Gifted with a deep voice, piercing eyes and a chiselled face likened to the Caryatid statues of ancient Greece, Papas began performing at the age of 15 in local cultural events before studying drama in Athens.
She made her cinema debut in the 1948 Greek drama “Fallen Angels”, and later broke onto the international scene with “Dead City”, the first Greek movie shown at the Cannes Film Festival in 1952.
“The Guns of Navarone” in 1961, in which she starred alongside Gregory Peck and Anthony Quinn, as a brooding Greek guerrilla fighter, was a landmark role in Papas’s career.
She would again partner up with Quinn in 1964’s “Zorba the Greek”, another timeless classic.
“I left Greece to discover where the best acting was.

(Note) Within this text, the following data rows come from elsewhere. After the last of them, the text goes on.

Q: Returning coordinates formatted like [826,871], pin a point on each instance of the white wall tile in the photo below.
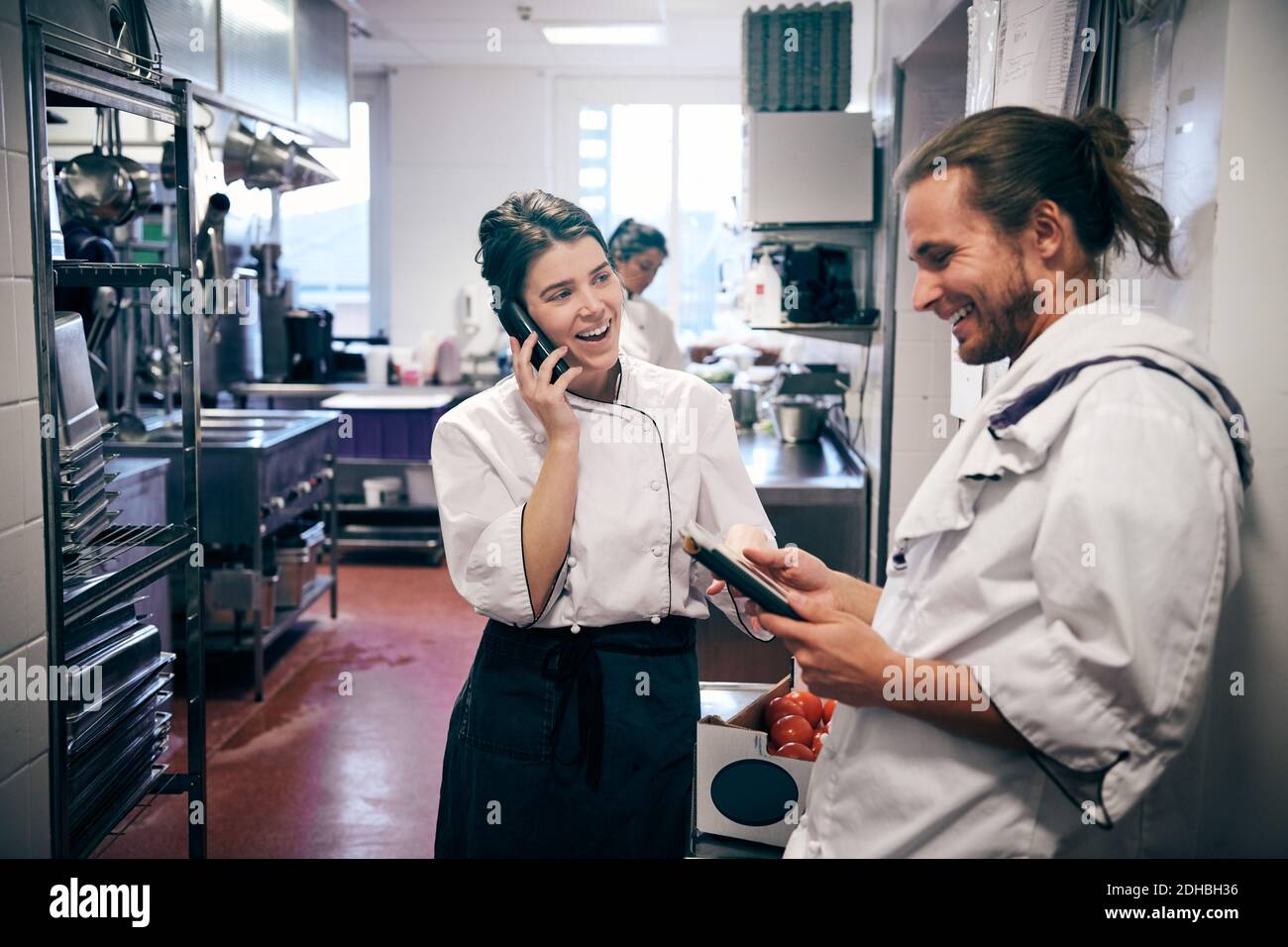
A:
[8,344]
[913,427]
[38,711]
[20,213]
[38,802]
[912,368]
[940,368]
[14,98]
[13,723]
[5,241]
[25,324]
[33,482]
[11,468]
[14,832]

I wanted to learn. I was not looking for a career,” she told state TV ERT in 2002.
“If you do your job well, a career comes on its own.”
In 1969, she played the widow of a murdered lawmaker in Costa-Gavras’s Oscar-winning drama “Z”.
Papas won several awards, including best actress at the 1961 Berlin Film Festival and the 2009 Golden Lion for lifetime achievement award in Venice.
Yet, she described herself as a “coward” who turned to theatre to overcome timidness and struggled to reconcile her fiery on-screen persona with her real self.
“Fame gave me nothing,” Papas said in a 2003 interview with Greek daily Eleftherotypia.
“In contrast, it destroyed my private life. Because the person who will approach me, let’s say sexually, has already fallen in love with my image.”
In 2004, she revealed a secret, long affair with Marlon Brando in the 1950s.
“We had a love story,” she told Italy’s Corriere della Sera daily.
At the age of 18, Papas married her acting tutor Alkis Papas. They had no children and soon divorced, but she kept her husband’s surname.
In her final years, she lived near Athens’ Acropolis, cared for by a niece as she battled Alzheimer’s.